Researchers in America have developed an innovative way to overcome the drug -resistant infections that depend on artificial intelligence, and are designed to determine the genetic signs to resist antibiotics in the causes of well -known diseases, such as breakfast bacteria and crushing staphylococcus, which may lead to faster and more effective treatments.
The study was conducted by researchers from the University of Toulin in the United States, published in the “Nature Communications” magazine, and was written by Yurik Alrt.
The researchers used an innovative computer model, which is enhanced by automatic learning algorithms known as the Group Association Model – GAM.
An innovative way and promising results
Unlike traditional diagnostic tools, such as cell transplant tests or some genetic tests, which often face difficulty in determining resistance mechanisms accurately, the technology of the collective correlation model represents a qualitative shift by analyzing the full genetic file of bacteria to determine the genetic mutations responsible for antibiotic resistance.
Dr.
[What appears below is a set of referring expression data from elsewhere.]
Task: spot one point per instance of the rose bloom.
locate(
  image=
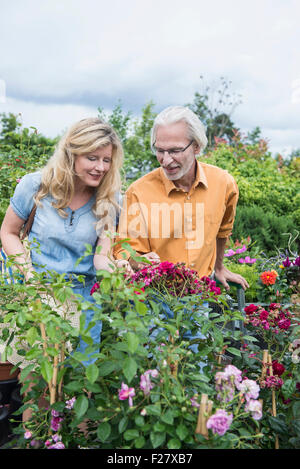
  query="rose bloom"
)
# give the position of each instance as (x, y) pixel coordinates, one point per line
(255, 407)
(268, 277)
(250, 309)
(249, 388)
(219, 422)
(278, 368)
(263, 315)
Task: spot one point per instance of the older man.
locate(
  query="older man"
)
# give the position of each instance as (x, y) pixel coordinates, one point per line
(184, 210)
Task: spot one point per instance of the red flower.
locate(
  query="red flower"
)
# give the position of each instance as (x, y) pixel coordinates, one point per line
(278, 368)
(95, 287)
(274, 306)
(263, 315)
(251, 309)
(284, 324)
(269, 277)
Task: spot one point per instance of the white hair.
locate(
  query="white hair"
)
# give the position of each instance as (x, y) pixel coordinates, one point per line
(174, 114)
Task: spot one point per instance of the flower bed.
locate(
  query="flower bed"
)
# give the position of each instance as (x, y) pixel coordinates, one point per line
(150, 387)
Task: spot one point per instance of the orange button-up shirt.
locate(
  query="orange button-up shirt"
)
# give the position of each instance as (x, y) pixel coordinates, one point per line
(179, 226)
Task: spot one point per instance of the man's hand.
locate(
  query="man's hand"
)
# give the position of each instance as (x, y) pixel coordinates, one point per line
(122, 263)
(224, 275)
(151, 256)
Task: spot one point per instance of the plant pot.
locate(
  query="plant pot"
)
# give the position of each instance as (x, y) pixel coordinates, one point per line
(6, 389)
(4, 425)
(14, 405)
(5, 371)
Tony Ho, a study researcher and head of the Department of Innovation in Biotechnology at the American University of Witthid and the director of the Toulin Center for Cellular and Molly Diagnosis in the United States, describes this methodology as a way to discover bacteria resistance patterns without prior knowledge of the resistance mechanisms, which makes them more flexible and able to discover genetic changes that are not previously known.
The strength of the collective bonding model lies in its comprehensive analysis of the whole genome serials, allowing scientists to compare bacterial strains of varying resistance patterns.
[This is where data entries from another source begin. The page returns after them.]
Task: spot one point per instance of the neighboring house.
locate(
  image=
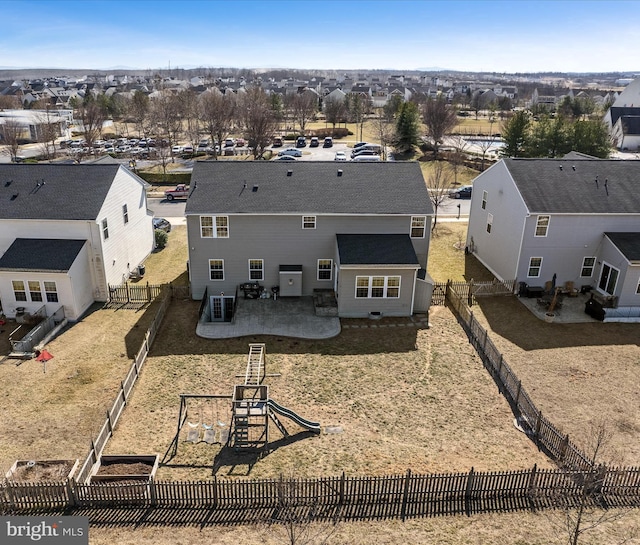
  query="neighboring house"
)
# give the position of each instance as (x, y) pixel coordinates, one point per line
(359, 229)
(67, 232)
(569, 220)
(626, 132)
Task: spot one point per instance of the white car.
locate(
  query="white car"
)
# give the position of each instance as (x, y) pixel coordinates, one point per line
(290, 151)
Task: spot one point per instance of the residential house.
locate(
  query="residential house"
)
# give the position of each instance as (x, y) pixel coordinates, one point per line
(67, 232)
(361, 230)
(573, 220)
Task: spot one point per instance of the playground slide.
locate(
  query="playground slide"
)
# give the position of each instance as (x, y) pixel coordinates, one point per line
(288, 413)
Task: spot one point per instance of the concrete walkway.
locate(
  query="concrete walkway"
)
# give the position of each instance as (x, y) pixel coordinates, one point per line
(287, 317)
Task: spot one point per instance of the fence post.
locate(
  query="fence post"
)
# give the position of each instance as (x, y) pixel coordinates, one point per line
(531, 487)
(467, 493)
(405, 495)
(109, 423)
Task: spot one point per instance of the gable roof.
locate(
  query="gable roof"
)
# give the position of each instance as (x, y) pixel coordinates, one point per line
(54, 192)
(588, 186)
(314, 187)
(376, 250)
(627, 243)
(38, 254)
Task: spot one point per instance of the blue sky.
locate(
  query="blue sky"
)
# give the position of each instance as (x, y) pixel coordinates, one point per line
(476, 35)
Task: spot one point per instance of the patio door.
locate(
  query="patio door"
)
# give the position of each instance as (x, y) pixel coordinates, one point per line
(221, 308)
(608, 279)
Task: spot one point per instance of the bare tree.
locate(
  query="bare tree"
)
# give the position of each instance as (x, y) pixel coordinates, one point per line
(258, 120)
(456, 159)
(438, 185)
(384, 129)
(11, 136)
(304, 107)
(577, 514)
(217, 112)
(439, 119)
(335, 111)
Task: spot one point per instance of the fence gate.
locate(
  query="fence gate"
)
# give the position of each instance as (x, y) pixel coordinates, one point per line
(221, 308)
In this study, the researchers applied the methodology of the collective bonding model on more than 7 thousand strains of dual instincts and nearly 4 thousand strains of staphylococcus, specifying the main mutations associated with the resistance.
They found that the model not only improved the accuracy of the diagnosis, but also reduced the occurrence of wrong positive results, which may lead to inappropriate treatment decisions.
A clearer image
“The current genetic tests may wrongly be classified as bacterial as resisting, affecting the care of patients,” said the study researcher, Julian Saliba, a graduate student at the Toulin University Center for Cellular and Multiple Diagnosis in the United States.
He added: “Our way provides a clearer picture of the mutations that already cause resistance, which reduces the wrong diagnoses and unnecessary changes in treatment.”
This technique allows doctors to predict drug resistance in early stages, allowing them to dispense the appropriate treatment before the infection worsens.
By deepening our understanding of the mechanisms of resistance and facilitating early intervention, this innovative method paves the way for dedicated therapeutic systems, and it is boded with a new era in combating drug -resistant infection.